Let $\rho \in\mathbb{R}$ and $\theta \in[0, \pi]$.
For each point $[x_{j}\;y_{j}]^{T}$ we calculate
\begin{equation}
\label{hough_trans_eq_es}
\hat{\rho} = x_{j}\,\cos \hat{\theta} + y_{j}\, \sin \hat{\theta}.
\end{equation}
The results are stored in an accumulator $\mathcal{A}$, initially set to zero, which is incremented at every step such that:
\begin{equation}
\mathcal{A} \left ( \hat{\rho},\hat{\theta} \right ) = \mathcal{A} \left ( \hat{\rho},\hat{\theta} \right ) + 1.
\end{equation}
The largest maximum of the accumulator given by
\begin{equation}
 \left [ \hat{\theta}_{\text{max}},\hat{\rho}_{\text{max}} \right ] = \max \left \{  \mathcal{A} \left ( \hat{\rho},\hat{\theta} \right ) \right \},
\end{equation}
is then picked, which finally leads to the line parameters of the best-fit:
\begin{equation}
\hat{\mathbf{l}}_{\textrm{H}} = [\cos (\hat{\theta}_{\text{max}})\,\sin (\hat{\theta}_{\text{max}})\,(-\hat{\rho}_{\text{max}})]^{T}.
\end{equation}
By taking repeated measurements of TOAs, particularly using spatially varying source positions, it is possible to append the matrix $\mathbf{p}_{j}$ with additional data points for a single reflector. True solutions will cluster around the same point in the Hough space, while outliers will receive less votes in the accumulator space.
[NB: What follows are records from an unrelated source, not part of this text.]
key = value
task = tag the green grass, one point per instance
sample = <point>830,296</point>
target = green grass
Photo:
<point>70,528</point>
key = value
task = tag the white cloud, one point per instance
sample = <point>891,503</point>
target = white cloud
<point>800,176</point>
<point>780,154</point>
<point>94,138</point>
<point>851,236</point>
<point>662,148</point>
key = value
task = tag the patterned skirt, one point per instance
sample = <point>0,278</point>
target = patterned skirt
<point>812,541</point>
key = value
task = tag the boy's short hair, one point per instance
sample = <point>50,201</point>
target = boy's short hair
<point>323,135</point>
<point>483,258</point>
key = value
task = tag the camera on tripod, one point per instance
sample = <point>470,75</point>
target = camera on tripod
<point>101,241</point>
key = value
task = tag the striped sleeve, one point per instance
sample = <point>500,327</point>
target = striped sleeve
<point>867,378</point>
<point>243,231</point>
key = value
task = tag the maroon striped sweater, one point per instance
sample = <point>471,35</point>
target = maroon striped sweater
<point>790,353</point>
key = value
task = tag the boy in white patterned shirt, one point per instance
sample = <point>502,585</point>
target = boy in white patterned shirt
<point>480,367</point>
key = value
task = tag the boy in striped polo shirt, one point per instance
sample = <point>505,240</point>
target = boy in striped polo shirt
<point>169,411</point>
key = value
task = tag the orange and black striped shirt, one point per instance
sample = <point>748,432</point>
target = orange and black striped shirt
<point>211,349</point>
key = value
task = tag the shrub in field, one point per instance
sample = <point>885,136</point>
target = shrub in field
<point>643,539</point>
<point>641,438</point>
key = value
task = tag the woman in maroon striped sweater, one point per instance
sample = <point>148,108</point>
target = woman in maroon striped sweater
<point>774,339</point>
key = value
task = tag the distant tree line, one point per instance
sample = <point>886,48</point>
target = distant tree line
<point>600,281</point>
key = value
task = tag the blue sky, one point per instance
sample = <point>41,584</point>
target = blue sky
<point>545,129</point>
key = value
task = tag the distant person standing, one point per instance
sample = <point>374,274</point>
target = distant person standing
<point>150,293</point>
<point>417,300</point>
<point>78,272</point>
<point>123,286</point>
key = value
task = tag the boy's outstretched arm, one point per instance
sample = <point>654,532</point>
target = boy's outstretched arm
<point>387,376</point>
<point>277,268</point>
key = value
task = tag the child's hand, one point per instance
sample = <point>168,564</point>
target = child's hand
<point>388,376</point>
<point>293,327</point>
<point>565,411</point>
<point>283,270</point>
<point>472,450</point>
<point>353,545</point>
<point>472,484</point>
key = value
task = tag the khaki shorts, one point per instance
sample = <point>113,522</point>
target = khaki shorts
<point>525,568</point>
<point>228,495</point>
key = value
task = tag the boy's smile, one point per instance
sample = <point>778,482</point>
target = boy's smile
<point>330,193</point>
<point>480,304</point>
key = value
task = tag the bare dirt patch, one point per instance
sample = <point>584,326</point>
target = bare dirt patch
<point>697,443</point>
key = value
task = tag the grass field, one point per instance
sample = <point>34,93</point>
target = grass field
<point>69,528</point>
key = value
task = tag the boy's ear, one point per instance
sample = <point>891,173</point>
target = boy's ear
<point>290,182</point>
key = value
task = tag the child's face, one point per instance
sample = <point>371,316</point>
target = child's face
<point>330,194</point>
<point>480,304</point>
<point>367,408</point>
There are many robust evaluators available that dynamically remove contributions of backgrounds and analyze voting patterns around peaks in the accumulator space [furukawa]. However, when considering a single reflector in the Hough space, it is often sufficient in practice to estimate the single most voted bin to obtain $\hat{\mathbf{l}}_{\textrm{H}}$.